In October 2023, the Environmental Protection Agency shelved a memo that required cybersecurity audits for water utilities through state sanitary surveys. While the effectiveness of the proposed regulations were questioned by experts, the initiative represented a rare example of the government trying to force water utilities to devote greater resources to security after decades of underinvestment in the defense of digital systems.

However, while the witnesses — all trade organizations from the water industry — brought up the same concerns initially levied when EPA announced the memo, they also reiterated the need for additional resources and training from the government.

Cathy Tucker-Vogel, a public water supply section chief of the Kansas Department of Health and Environment who was speaking on behalf of the Association of State Drinking Water Administrators, noted a partnership with the Cybersecurity and Infrastructure Security Agency that started last week that includes additional training and access to expert help when it comes to cybersecurity assessments.

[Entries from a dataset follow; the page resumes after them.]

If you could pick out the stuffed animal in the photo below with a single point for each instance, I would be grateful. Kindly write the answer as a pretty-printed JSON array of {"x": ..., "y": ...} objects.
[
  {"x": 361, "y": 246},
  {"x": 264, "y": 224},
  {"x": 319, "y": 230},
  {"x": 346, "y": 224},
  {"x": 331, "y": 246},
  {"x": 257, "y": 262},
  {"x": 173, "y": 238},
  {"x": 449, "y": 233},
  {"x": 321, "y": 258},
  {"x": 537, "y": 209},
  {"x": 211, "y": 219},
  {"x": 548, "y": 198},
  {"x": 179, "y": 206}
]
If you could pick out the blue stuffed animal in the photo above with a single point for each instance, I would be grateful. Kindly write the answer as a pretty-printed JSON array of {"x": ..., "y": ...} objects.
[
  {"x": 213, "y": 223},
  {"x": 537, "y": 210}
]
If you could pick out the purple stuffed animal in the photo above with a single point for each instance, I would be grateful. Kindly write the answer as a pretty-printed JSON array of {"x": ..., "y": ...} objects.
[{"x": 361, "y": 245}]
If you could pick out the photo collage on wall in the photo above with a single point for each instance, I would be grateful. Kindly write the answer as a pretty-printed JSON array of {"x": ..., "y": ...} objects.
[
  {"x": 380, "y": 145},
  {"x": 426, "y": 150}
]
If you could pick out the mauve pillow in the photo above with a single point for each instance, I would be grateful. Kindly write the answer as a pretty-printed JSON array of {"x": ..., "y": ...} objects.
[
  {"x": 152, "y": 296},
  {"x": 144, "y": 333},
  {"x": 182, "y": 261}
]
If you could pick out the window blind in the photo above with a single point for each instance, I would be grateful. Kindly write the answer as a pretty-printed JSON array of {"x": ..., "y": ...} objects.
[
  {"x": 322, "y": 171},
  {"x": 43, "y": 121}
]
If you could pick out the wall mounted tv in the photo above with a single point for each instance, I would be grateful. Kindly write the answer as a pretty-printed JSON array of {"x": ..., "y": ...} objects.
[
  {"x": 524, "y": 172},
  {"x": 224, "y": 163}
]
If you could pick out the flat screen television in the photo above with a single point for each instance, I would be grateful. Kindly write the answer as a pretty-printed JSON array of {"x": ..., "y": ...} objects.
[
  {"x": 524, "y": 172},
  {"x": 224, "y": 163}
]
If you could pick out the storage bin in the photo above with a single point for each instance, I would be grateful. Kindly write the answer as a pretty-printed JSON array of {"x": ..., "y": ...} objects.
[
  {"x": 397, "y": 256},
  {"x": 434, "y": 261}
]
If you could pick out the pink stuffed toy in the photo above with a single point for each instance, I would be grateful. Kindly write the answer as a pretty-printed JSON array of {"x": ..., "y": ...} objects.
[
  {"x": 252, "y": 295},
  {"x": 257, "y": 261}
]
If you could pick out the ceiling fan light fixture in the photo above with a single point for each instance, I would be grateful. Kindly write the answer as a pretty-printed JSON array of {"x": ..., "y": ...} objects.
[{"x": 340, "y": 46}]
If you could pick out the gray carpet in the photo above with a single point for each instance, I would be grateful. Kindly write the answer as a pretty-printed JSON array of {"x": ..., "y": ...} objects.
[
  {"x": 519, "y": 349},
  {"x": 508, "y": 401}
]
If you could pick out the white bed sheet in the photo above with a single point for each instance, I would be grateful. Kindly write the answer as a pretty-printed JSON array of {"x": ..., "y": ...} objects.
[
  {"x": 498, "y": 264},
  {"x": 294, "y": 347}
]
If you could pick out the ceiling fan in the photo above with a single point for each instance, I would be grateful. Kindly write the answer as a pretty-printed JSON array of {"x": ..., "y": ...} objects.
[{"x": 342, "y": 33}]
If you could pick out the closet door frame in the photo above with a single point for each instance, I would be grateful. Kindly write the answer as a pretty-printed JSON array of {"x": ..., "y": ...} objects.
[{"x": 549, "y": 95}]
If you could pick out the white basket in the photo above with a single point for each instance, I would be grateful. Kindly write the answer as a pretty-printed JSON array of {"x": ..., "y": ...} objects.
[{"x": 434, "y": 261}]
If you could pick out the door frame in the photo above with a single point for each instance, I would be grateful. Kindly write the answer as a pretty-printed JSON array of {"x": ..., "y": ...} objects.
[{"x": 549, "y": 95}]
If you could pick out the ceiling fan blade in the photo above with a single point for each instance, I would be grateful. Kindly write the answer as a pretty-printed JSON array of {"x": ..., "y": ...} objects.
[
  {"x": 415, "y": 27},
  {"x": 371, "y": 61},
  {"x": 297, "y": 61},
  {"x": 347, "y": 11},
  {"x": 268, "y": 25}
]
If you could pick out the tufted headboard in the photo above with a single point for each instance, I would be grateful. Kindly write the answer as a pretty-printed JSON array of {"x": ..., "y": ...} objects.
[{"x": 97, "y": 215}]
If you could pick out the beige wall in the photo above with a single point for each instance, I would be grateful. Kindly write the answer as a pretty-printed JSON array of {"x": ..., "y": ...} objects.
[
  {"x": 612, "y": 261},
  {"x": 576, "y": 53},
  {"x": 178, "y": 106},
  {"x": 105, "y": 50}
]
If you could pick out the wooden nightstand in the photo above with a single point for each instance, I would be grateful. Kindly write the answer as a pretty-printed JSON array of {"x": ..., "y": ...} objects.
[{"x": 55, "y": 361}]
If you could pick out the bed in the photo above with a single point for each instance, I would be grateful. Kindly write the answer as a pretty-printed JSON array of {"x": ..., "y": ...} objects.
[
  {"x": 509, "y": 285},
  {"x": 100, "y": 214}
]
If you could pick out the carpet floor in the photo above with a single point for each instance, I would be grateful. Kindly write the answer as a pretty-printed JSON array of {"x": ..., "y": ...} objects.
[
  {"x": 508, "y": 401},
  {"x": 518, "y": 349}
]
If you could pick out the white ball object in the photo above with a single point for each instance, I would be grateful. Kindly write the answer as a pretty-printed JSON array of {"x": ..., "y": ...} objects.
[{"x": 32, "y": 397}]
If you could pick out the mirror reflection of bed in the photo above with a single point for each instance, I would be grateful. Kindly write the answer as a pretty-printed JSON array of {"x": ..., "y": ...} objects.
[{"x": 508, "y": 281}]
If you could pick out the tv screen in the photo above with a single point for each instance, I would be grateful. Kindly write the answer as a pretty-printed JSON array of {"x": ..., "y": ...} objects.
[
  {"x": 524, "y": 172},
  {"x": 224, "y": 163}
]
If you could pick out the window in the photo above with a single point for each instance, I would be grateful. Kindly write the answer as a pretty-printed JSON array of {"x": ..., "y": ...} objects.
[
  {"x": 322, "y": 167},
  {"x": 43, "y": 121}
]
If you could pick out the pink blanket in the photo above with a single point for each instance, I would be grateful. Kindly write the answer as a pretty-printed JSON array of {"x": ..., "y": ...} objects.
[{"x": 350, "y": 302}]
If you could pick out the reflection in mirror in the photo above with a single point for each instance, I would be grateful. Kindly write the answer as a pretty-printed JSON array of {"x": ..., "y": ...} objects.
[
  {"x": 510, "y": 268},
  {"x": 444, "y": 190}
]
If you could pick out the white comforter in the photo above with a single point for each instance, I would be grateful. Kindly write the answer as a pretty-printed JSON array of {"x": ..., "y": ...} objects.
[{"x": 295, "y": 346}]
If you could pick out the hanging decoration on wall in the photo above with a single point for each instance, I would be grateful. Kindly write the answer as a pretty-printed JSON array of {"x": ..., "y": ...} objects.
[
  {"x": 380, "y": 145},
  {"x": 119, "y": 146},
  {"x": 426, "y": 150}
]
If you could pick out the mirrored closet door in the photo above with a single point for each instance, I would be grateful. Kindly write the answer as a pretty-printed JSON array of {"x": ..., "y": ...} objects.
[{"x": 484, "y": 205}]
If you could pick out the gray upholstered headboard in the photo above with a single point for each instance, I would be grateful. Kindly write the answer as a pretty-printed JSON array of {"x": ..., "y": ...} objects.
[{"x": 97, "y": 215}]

“The water operators are very receptive and they want the training and they want to make sure that they’re putting appropriate protections in place, so there’s not a resistance to doing something,” Tucker-Vogel said. “It’s just they have a lack of understanding of what it is they need to do and when you start talking cybersecurity, it’s almost like a foreign language.”

The witnesses also called for additional funding from Congress. While there are funds through various EPA grants and the $1 trillion bipartisan infrastructure law, many of those are focused on ensuring the water is clean, as opposed to protecting technology that undergirds it.

“A lot of money is being put forth for a lot of different infrastructure and we’ve been focused on the quality issue of water and not necessarily cyber,” said Scott Dewhirst, superintendent and chief operating officer at Tacoma Water, speaking on behalf of the Association of Metropolitan Water Agencies. “To be told this is for cyber purposes, I think you would see some action take place.”

Kevin Morley, manager of federal regulations for the American Water Works Association, reiterated the group’s call for a regulatory framework similar to the electric industry, which consists of an industry-led organization to develop standards overseen and audited by the EPA.

The hearing also comes shortly after a series of hacks on an Israeli-based manufacturer by CyberAv3ngers, a group linked to Iran’s Islamic Revolutionary Guard Corps that often overstate their hacks. Those attacks hit several water facilities.

Rep. Chris Deluzio, D-Pa., who represents a district whose water utility was hit by the CyberAv3ngers’ spree, sent a letter on Tuesday to members of the House Energy and Commerce Committee as well as the Environment, Manufacturing, and Critical Materials subcommittee. Deluzio’s letter called on  lawmakers to outfit the EPA with “the tools and resources it needs to support and coordinate with the water sector to prepare for and build resilience against risks like cyber threats.”